Butuh waktu kurang lebih 40 menit untuk sampai ke Rancaekek, dengan rute melewati Stasiun Cikudapateuh-Kiaracondong-Gedebage-Cimekar-Rancaekek. Dua stasiun pertama adalah stasiun yang masih dikatakan dekat dengan pusat kota, sehingga pemandangan yang terlihat adalah rumah dan perkotaan. Menuju daerah Gedebage, pemandangan bukit mulai terlihat. Sejujurnya aku juga tidak tahu apakah itu memang perbukitan atau ternyata pegunungan. Namun, jika melihat dari ketinggian dan tingkat kelandaiannya aku akan menganggap sebutan bukit lebih cocok disematkan.
![]() |
Pemandangan sepanjang perjalanan |
Selama ini aku menyangka bahwa Masjid Raya Al-Jabbar terletak di daerah Gedebage, memang benar. Tetapi, jika ingin pergi kesana menggunakan kereta alangkah lebih baik untuk turun di Stasiun Cimekar, bukan Stasiun Gedebage (karena memang lebih dekat, bahkan dekat sekali, bisa ditempuh dengan jalan kaki). Saat masjid ini mulai tampak dari jendela kereta, penumpang di kereta terdengar riuh gembira. Anak kecil yang sedari tadi relatif diam mulai bersahut-sahutan. "Ma, Al-Jabbar!," "Itu masjidnya!." Aku yang kali pertama melihat masjid Al-Jabbar juga tidak ketinggalan terkesima. Bayangkan, di tengah hamparan sawah yang luas, rumput dan tanaman sejauh mata memandang, tiba-tiba terdapat masjid yang sungguh megah kokoh berdiri. Tentu saja tidak mungkin tiba-tiba ada dan pasti telah melalui pembangunan yang panjang, namun bisa dikatakan masjid ini merupakan angin segar. Melihat banyaknya mobil dan bis berjejer, terparkir rapi di sekitar masjid, menandakan besarnya antusiasme warga untuk berkunjung ke masjid ini. Meskipun menghadap membelakangi kereta, tempat dudukku persis bersebelahan dengan pemandangan Masjid Raya Al-Jabbar. Sudah sedekat ini namun ternyata belum bisa berkujung, gumamku dalam hati.
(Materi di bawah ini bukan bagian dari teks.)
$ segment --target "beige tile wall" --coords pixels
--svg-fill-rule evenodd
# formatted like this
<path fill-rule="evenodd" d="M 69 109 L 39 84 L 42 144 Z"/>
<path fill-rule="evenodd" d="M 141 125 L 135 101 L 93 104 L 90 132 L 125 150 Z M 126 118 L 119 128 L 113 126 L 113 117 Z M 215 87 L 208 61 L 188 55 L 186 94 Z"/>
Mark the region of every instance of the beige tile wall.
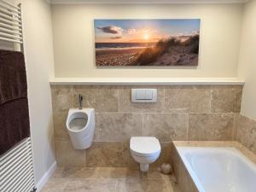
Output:
<path fill-rule="evenodd" d="M 131 103 L 131 88 L 156 88 L 156 103 Z M 130 155 L 129 139 L 152 136 L 160 139 L 162 153 L 154 165 L 170 160 L 173 140 L 232 140 L 234 119 L 240 112 L 240 85 L 76 85 L 52 86 L 55 143 L 57 164 L 61 166 L 136 166 Z M 72 148 L 66 131 L 70 108 L 96 109 L 92 147 Z"/>
<path fill-rule="evenodd" d="M 256 121 L 241 114 L 235 119 L 236 140 L 256 154 Z"/>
Tidak apa, akan kupastikan di lain kesempatan untuk mampir. Saat itu aku bertekad, cepat atau lambat, aku akan kembali ke sini. Nanti lagi ya, ucapku selama melihat pemandangan masjid via jendela kereta api.
![]() |
Masjid Rayya Al-Jabbar |
Melewati Stasiun Cimekar kita juga akan melihat pemandangan Stadion GBLA dari jauh, stadion kebanggaan warga Bandung Raya. Stadionnya besar dan megah, namun karena hari itu sedang tidak ada pertandingan jadi aku tidak melihat adanya keramaian signifikan dari pengunjung yang ingin kesana dengan kereta. Melaju lebih jauh lagi, ternyata tidak jauh dari Stasiun Rancaekek terdapat depo kereta cepat. Dari kaca jendela aku bisa melihat dengan jelas sebuah kereta cepat sedang terparkir cantik, menunggu peluncurannya pada bulan Agustus nanti. Jika sudah beroperasi, perjalanan Jakarta-Bandung bisa ditempuh hanya dengan 35 menit saja, persis waktu tempuh yang dibutuhkan untukku menuju Rancaekek hari itu. Teknologi menakjubkan bukan? bahkan untuk menuju stasiun Sudirman dari Bekasi saja membutuhkan waktu 40 menit, sudah termasuk antri jalur kereta di Stasiun Matraman dan Manggarai. Terbesit keinginan untuk mencoba moda transportasi baru tersebut untuk berkunjung lagi ke Bandung, namun karena harganya relatif mahal jadi kita menabung saja dulu (lol).
![]() |
Selamat datang di Rancaekek! |
Perjalanan kali ini terasa sangat membahagiakan dan mengharukan. Ini adalah pengalaman pertamaku menaiki kereta di luar Jabodetabek. Dari sekian banyak rute kereta, tidak kusangka ternyata KA Padalarang-Cicalengka menjadi yang pertama. Stasiun demi stasiun dilewati, dan ada perasaan hangat yang menyelimuti. Sekarang aku mengerti, mengapa banyak orang yang memilih perjalanan dengan kereta meskipun memakan waktu lebih lama, karena rasanya memang menyenangkan. Melihat pemandangan, orang-orang bercengkrama, hingga sekadar duduk menikmati waktu sendiri. Sebenarnya setiap hari aku terbiasa mobilisasi dengan kereta Jabodetabek. Namun karena berpacu dengan waktu, aku jadi kurang menikmatinya. Perjalanan ini mengingatkanku bahwa selama ini aku terlalu berpaku pada tujuan, hingga melupakan nikmatnya proses. Memberikanku kesempatan untuk melambat sejenak, untuk sekadar mengamati dan merasakan kehidupan yang sederhana.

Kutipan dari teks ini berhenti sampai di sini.